On December 18, 1912, Charles Dawson and Arthur Smith Woodward announced the discovery of mysterious bone fragments at a meeting of the Geological Society of London. These fragments, which included part of a skull and a jawbone, seemed to prove the existence of a previously unknown human species with chimpanzee-like features. In other words, the Missing Link. What was Piltdown Man?
The Piltdown Man Hoax?
The discovery of the so-called Piltdown Man was greeting with frenzied excitement and some skepticism. But it would take another 41 years before scientists were able to uncover the dark truth about Piltdown Man.
In 1953, Kenneth Page Oakley, Sir Wilfrid Edward Le Gros Clark, and Joseph Weiner used modern chemistry to shed new light on Piltdown Man. In the process, they exposed perhaps the greatest paleontological hoax of all time…Piltdown Man was a fake.

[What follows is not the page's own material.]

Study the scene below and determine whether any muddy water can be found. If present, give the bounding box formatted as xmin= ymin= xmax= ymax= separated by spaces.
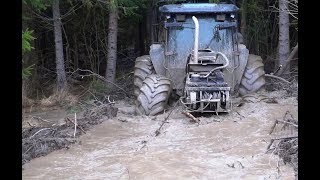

Until that point, researchers believed Piltdown Man had lived 750,000-950,000 years ago. However, fluorine testing showed the bone fragments actually came from three different creatures. The skull was human and just 600 years old. The jaw was 500 years old and came from an orangutan. And the teeth had belonged to a chimpanzee.
The hoax quickly unraveled. The fragments had been treated with chemicals to create the impression of age. Also, someone had filed down the teeth and deliberately removed parts from the fragments to confuse scholars.
Who was behind the Piltdown Man Hoax?
So who perpetrated the hoax? And why? Over the years, historians have pointed the finger at a number of individuals. Even Sir Arthur Conan Doyle of Sherlock Holmes fame has found himself a suspect. However, most people believe the hoax was originated by none other than the discoverer, Charles Dawson himself.
It turns out Dawson had the bad habit of forging other archaeological finds years before Piltdown Man. His personal collection included at least 38 fakes, some of which showed filed-down teeth. He deliberately aged flints with chemicals. And his written work included numerous examples of plagiarism. In short, Dawson had the means to perpetrate the archaeological hoax.
“Piltdown was not a “one-off” hoax, more the culmination of a life’s work.” ~ Miles Russell, Charles Dawson: ‘The Piltdown faker’
Guerrilla Explorer’s Analysis
As for motive, Dawson once wrote to a friend that he was “waiting for the big ‘find’ which never seems to come along.” This, along with his penchant for creating bizarre fossils and passing them off as real, would seem to imply he was driven by a desire for fame. Finally, Dawson had the best opportunity. Apparently, he was the only person present for the various discoveries of Piltdown fossils over the years. And all such discoveries ceased after his death in 1916.